The Bush administration’s hope was that democracy in the Middle East would spread like wildfire- that upon witnessing democracy in Israel, Iraq, and Afghanistan, other Middle East countries would overthrow despotic dictators and insist on democracy.  I thought this was a very quixotic view when it was announced.  Amazingly, the last few years have seen exactly this situation: in Egypt, Syria, and Libya, the people have fought or are fighting to overthrow oppressive dictators and install democracy.  The actions of the Obama administration in Pakistan remain to be seen.  A nuclear Pakistan would make a very powerful, very dangerous enemy to the United States.  I hope that our relations have not been damaged beyond repair.
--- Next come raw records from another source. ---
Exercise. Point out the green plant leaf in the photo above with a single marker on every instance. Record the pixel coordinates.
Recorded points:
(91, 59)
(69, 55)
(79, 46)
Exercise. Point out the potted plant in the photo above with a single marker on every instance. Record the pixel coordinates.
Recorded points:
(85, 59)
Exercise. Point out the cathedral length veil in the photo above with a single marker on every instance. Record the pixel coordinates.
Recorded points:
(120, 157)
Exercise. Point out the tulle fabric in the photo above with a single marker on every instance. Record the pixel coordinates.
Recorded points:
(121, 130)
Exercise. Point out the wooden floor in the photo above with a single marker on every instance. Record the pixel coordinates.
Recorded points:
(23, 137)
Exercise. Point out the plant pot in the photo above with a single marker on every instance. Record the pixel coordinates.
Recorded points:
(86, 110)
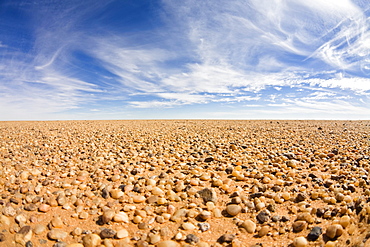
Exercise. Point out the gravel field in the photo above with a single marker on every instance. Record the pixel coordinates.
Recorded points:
(171, 183)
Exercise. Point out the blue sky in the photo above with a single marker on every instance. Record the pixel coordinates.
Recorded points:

From what I understand of World War I, it was the most immoral war fought in the western world in modern times.  It was the first time that modern technology played a role in warfare, and gas warfare was so horrific that it became outlawed after the war at the Geneva Convention.  The war was based on centuries of prejudice, misunderstandings, and militarism. Unlike the recent wars in the Middle East, World War I did not end tyranny or oppression; it merely set the stage for the rise of fascism and communism and World War II (a war which did indeed end tyranny and oppression).  The ‘fog of war’ precludes us from seeing what long-term results will come from our military actions in the Middle East; we can only hope that we follow the important lessons we have learned from the mistakes of World War I and the triumphs of World War II.

Novels like Regeneration are important reminders of these lessons. By the end of the novel, Sassoon is even more adamant about his declaration of objection, and rightly so.  Regeneration should be required reading for all U.S. military leaders.